What about long term concerns? High blood sugars and ketones accelerate complications related to diabetes as it is much more difficult for the diabetes team to manage insulin and related therapy. As a result of lost glucose in the urine, you may not achieve your ideal height. If you are a woman and choose to have a family in the future, it will also be much harder to achieve the tight diabetes control that is necessary to have a healthy baby (and healthy mother). Ketones make everything more difficult to manage.
The key point to remember is that ketones develop when there is a mismatch between glucose and insulin; lack of insulin results in ketone production, which causes increased difficulty in stabilizing blood sugars and managing diabetes. It is important to break this cyclical pattern to achieve the best possible diabetes control.
Guidelines for Treatment of Ketones (as recommended by Children’s National Medical Center):
1. Have available equipment: urine ketostix (we recommend individually foil wrapped strips) or Precision extra meter for blood ketone testing (strips that test for B-hydroxybuterate)
2. Increase ingestion of sugar free fluids (water, diet soda, etc.) Suggest 8 oz. every hour
3. Additional insulin administration depends on the type of insulin regime:
a. Traditional NPH/Regular/rapid acting insulin (2 or 3 injections)/day: if blood sugar is >/= 250 mg/dl and if ketones are >/=moderate, suggest administering ~20% of total daily dose as regular or rapid acting insulin. May repeat in 3-4 hours if ketones remain moderate or large.
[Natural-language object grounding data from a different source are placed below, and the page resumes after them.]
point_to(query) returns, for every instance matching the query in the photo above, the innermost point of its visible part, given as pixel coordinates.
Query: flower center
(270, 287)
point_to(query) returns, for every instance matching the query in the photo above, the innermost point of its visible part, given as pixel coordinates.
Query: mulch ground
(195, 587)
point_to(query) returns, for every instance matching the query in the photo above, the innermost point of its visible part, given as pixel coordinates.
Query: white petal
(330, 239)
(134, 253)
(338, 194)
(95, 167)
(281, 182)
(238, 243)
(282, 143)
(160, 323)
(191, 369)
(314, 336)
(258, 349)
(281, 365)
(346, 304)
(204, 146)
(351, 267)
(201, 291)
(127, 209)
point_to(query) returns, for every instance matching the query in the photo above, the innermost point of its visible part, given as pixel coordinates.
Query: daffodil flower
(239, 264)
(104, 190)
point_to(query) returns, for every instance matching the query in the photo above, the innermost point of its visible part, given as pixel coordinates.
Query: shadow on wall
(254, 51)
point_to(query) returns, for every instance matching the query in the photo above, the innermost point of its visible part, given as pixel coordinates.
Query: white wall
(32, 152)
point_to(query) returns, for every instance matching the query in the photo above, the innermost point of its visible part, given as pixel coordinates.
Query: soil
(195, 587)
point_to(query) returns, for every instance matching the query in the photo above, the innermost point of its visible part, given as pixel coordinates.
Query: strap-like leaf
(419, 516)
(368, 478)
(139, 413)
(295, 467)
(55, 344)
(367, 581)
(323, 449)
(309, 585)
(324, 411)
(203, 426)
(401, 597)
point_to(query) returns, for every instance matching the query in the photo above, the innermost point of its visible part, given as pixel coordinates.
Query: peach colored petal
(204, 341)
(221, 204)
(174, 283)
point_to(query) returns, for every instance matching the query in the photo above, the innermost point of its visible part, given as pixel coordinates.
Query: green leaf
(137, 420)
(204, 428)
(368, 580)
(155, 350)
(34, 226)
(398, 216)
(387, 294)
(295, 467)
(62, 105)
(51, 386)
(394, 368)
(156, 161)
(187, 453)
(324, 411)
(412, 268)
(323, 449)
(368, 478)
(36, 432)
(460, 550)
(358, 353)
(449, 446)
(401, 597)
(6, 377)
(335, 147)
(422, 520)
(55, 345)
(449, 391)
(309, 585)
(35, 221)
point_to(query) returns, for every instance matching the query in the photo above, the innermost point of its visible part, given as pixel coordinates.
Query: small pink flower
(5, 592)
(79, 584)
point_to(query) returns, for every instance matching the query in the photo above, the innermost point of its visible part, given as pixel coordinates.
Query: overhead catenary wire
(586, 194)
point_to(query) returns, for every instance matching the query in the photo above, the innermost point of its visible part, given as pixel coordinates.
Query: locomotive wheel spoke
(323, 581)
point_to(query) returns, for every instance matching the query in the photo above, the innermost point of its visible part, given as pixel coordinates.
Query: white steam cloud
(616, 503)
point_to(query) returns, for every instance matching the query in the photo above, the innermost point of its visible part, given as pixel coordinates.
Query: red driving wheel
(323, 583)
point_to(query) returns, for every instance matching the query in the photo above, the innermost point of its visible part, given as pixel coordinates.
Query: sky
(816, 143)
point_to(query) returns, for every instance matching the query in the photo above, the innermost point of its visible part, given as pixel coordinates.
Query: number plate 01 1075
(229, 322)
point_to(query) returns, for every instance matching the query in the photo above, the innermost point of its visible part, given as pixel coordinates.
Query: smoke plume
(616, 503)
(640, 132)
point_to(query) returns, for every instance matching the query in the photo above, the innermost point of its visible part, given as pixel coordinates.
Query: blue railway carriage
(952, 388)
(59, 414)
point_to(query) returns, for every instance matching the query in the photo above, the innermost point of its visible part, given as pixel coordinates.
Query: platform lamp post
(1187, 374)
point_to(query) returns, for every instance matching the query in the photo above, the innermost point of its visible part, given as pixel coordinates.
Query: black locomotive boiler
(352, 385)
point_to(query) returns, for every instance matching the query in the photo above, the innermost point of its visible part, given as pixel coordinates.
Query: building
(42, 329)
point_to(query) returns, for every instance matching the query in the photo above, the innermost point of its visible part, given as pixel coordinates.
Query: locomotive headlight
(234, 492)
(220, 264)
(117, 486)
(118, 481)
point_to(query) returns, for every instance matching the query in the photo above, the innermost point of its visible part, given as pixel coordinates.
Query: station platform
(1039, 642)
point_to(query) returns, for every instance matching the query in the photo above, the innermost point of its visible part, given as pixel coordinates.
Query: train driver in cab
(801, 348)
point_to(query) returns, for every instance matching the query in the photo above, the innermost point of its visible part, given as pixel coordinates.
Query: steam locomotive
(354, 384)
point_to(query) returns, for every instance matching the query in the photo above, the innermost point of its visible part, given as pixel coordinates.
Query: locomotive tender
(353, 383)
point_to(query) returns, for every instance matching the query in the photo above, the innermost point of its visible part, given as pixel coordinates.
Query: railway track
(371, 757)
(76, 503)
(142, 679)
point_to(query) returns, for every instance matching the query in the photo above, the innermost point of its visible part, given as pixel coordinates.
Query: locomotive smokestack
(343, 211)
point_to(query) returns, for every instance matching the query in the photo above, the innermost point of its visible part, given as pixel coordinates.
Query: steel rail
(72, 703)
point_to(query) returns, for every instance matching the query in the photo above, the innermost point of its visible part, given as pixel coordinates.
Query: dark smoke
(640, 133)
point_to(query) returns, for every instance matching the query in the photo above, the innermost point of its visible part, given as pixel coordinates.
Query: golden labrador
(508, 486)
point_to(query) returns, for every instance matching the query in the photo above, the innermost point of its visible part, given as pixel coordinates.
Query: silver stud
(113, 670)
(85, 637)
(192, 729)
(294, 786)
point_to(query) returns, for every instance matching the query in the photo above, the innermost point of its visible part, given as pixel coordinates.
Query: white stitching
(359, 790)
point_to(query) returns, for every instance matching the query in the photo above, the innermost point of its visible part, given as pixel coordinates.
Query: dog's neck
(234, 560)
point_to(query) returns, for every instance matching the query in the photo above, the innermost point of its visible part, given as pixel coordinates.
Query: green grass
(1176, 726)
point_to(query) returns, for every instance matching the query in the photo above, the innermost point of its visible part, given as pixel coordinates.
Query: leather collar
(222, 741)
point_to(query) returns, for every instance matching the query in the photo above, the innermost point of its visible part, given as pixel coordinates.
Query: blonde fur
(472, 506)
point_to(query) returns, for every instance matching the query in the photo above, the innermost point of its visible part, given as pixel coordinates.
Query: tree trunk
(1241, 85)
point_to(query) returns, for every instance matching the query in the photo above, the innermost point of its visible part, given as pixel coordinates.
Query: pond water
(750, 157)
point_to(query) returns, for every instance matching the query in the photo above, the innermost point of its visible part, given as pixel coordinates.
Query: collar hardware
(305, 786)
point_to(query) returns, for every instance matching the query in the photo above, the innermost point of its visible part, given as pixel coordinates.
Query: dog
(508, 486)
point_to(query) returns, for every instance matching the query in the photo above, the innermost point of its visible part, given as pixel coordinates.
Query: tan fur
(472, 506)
b. Basal/bolus therapy: if ketones are >/=moderate, use correction factor plus 20% extra as rapid acting insulin. Give via injection if on an insulin pump for safety purposes and change catheter site.
c. Be careful if blood sugar is </=200 mg/dl and ketones are >/=moderate. You still require extra insulin but will need to raise blood sugar with glucose in order to safely give the insulin (and avoid a low).
4. If vomiting occurs and you are unable to keep fluids down, IV fluid administration is advisable. This means a trip to the emergency department.
5. Observe for signs of dehydration (decreased urination, decreased tears, dry mucous membranes). This also means a trip to the emergency department for IV fluids.
6. Don’t wait too long or Diabetic ketoacidosis may develop.
Please call your diabetes team for specific recommendations that may be unique to your institution.